Allergic airway hyperresponsiveness, inflammation, and remodeling do not develop in phosphoinositide 3-kinase gamma-deficient mice.

BACKGROUND: Bronchial asthma is characterized by chronic airway inflammation caused by inflammatory cells. Phosphoinositide 3-kinases (PI3Ks) are known to play a prominent role in fundamental cellular responses of various inflammatory cells, including proliferation, differentiation, and cell migration. PI3Ks therefore are expected to have therapeutic potential for asthma. Although some investigations of the involvement between the pathogenesis of asthma and PI3K have been performed, it is unknown whether PI3Kgamma, a PI3K isoform, is involved in the pathogenesis of asthma.
OBJECTIVE: We investigated the role of PI3Kgamma in allergen-induced allergic airway inflammation, airway hyperresponsiveness (AHR), and airway remodeling with PI3Kgamma-deficient mice.
METHODS: After ovalbumin (OVA) sensitization, wild-type (WT) and PI3Kgamma-deficient mice were exposed to aerosolized OVA 3 days per week for 5 weeks.

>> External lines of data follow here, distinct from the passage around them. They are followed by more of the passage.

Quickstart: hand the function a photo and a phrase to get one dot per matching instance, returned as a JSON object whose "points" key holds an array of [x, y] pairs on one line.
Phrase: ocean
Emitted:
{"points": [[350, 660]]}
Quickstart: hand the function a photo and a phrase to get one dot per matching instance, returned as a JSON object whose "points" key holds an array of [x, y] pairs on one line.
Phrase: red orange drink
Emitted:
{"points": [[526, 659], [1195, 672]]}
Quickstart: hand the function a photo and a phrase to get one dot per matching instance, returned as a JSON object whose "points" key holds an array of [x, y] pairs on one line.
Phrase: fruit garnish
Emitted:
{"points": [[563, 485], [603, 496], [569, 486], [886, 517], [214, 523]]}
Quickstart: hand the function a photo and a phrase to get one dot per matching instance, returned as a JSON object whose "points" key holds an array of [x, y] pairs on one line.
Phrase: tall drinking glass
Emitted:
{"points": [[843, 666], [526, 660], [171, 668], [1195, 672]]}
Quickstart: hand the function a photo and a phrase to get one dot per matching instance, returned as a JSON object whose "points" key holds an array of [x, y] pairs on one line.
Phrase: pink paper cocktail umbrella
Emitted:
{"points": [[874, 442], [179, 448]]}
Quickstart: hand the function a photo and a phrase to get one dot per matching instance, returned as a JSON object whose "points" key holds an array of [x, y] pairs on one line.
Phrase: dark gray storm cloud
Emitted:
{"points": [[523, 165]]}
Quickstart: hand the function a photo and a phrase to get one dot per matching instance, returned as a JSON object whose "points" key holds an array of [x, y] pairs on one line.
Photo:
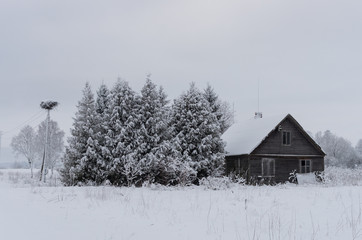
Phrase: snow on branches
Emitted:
{"points": [[125, 138]]}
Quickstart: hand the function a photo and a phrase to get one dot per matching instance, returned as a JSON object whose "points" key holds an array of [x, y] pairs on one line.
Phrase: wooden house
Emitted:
{"points": [[269, 149]]}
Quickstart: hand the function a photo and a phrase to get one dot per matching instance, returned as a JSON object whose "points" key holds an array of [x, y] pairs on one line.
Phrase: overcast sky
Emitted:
{"points": [[307, 55]]}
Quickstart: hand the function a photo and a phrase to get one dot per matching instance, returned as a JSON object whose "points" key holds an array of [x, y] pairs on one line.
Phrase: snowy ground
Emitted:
{"points": [[28, 211]]}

RESULTS: In OVA-sensitized and OVA-challenged (OVA/OVA) PI3Kgamma-deficient mice, levels of airway inflammation, AHR, and airway remodeling were significantly decreased compared with those in OVA/OVA WT mice. On the other hand, no significant differences were detected in serum OVA-specific IgE and IgG1 levels and CD4/CD8 balance in bronchoalveolar lavage fluid between OVA/OVA WT mice and OVA/OVA PI3Kgamma-deficient mice. To determine in which phase of allergic responses PI3Kgamma plays a role, we transferred splenocytes from OVA-sensitized WT or PI3Kgamma-deficient mice to naive mice of either genotype. Similar increased levels of eosinophils were induced in both WT recipient mice but not in both PI3Kgamma-deficient recipient mice.
CONCLUSION: PI3Kgamma might be involved in allergic airway inflammation, AHR, and airway remodeling by regulating the challenge/effector phase of allergic responses.